Sistem Tanam
Paksa
Cultuurstelsel (harafiah: Sistem
Kultivasi atau secara kurang tepat diterjemahkan sebagai Sistem
Budaya) yang oleh sejarawan Indonesia disebut sebagai Sistem Tanam
Paksa, adalah peraturan yang dikeluarkan oleh Gubernur Jenderal Johannes van den Bosch pada tahun 1830 yang
mewajibkan setiap desa menyisihkan sebagian tanahnya (20%) untuk ditanami
komoditi ekspor, khususnya kopi, tebu, dan tarum (nila).
Hasil tanaman ini akan dijual kepada pemerintah kolonial dengan harga yang
sudah dipastikan dan hasil panen diserahkan kepada pemerintah kolonial. Penduduk
desa yang tidak memiliki tanah harus bekerja 75 hari dalam setahun (20%) pada
kebun-kebun milik pemerintah yang menjadi semacam pajak
Pada
praktiknya peraturan itu dapat dikatakan tidak berarti karena seluruh wilayah
pertanian wajib ditanami tanaman laku ekspor dan hasilnya diserahkan kepada
pemerintahan Belanda. Wilayah yang digunakan untuk
praktik cultuurstelstel pun tetap dikenakan pajak. Warga yang
tidak memiliki lahan pertanian wajib bekerja selama setahun penuh di lahan
pertanian.
Sistem tanam
paksa ini jauh lebih keras dan kejam dibanding sistem monopoli VOC karena
ada sasaran pemasukan penerimaan negara yang sangat dibutuhkan pemerintah.
Petani yang pada jaman VOC wajib menjual komoditi tertentu pada VOC, kini harus
menanam tanaman tertentu dan sekaligus menjualnya dengan harga yang ditetapkan
kepada pemerintah. Aset tanam paksa inilah yang memberikan sumbangan besar bagi
modal pada zaman keemasan kolonialis liberal Hindia-Belanda pada 1835 hingga 1940.
Akibat
sistem yang memakmurkan dan menyejahterakan negeri Belanda ini, Van den Bosch
selaku penggagas dianugerahi gelar Graaf oleh
raja Belanda, pada 25 Desember 1839.
Cultuurstelsel kemudian dihentikan setelah
muncul berbagai kritik dengan dikeluarkannya UU Agraria 1870 dan UU Gula 1870, yang mengawali era liberalisasi ekonomi dalam
sejarah penjajahan Indonesia.
Pemerintah
kolonial memobilisasi lahan pertanian, kerbau, sapi, dan tenaga kerja yang
serba gratis. Komoditas kopi, teh, tembakau, tebu, yang permintaannya di pasar
dunia sedang membubung, dibudidayakan.
Bagi
pemerintah kolonial Hindia Belanda, sistem ini berhasil luar biasa. Karena
antara 1831-1871 Batavia tidak hanya bisa
membangun sendiri, melainkan punya hasil bersih 823 juta gulden untuk kas di
Kerajaan Belanda. Umumnya, lebih dari 30 persen anggaran belanja kerajaan
berasal kiriman dari Batavia. Pada 1860-an, 72% penerimaan Kerajaan Belanda disumbang dari Oost Indischeatau
Hindia Belanda. Langsung atau tidak langsung, Batavia menjadi sumber modal.

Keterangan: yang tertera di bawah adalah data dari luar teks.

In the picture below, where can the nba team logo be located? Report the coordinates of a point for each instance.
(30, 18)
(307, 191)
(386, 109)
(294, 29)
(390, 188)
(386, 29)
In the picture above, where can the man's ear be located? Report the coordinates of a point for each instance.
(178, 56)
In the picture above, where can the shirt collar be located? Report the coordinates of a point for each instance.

Misalnya, membiayai kereta api nasional Belanda yang serba mewah. Kas kerajaan
Belanda pun mengalami surplus.
Badan
operasi sistem tanam paksa Nederlandsche Handel Maatchappij (NHM)
merupakan reinkarnasi VOC yang telah bangkrut.
Akibat tanam
paksa ini, produksi beras semakin berkurang, dan harganya pun melambung. Pada
tahun 1843, muncul bencana kelaparan di Cirebon, Jawa Barat. Kelaparan juga melanda Jawa Tengah, tahun 1850.
Sistem tanam
paksa yang kejam ini, setelah mendapat protes keras dari berbagai kalangan di
Belanda, akhirnya dihapus pada tahun 1870, meskipun
untuk tanaman kopi di luar Jawa masih terus berlangsung sampai 1915. Program
yang dijalankan untuk menggantinya adalah sistem sewa tanah dalam UU Agraria 1870.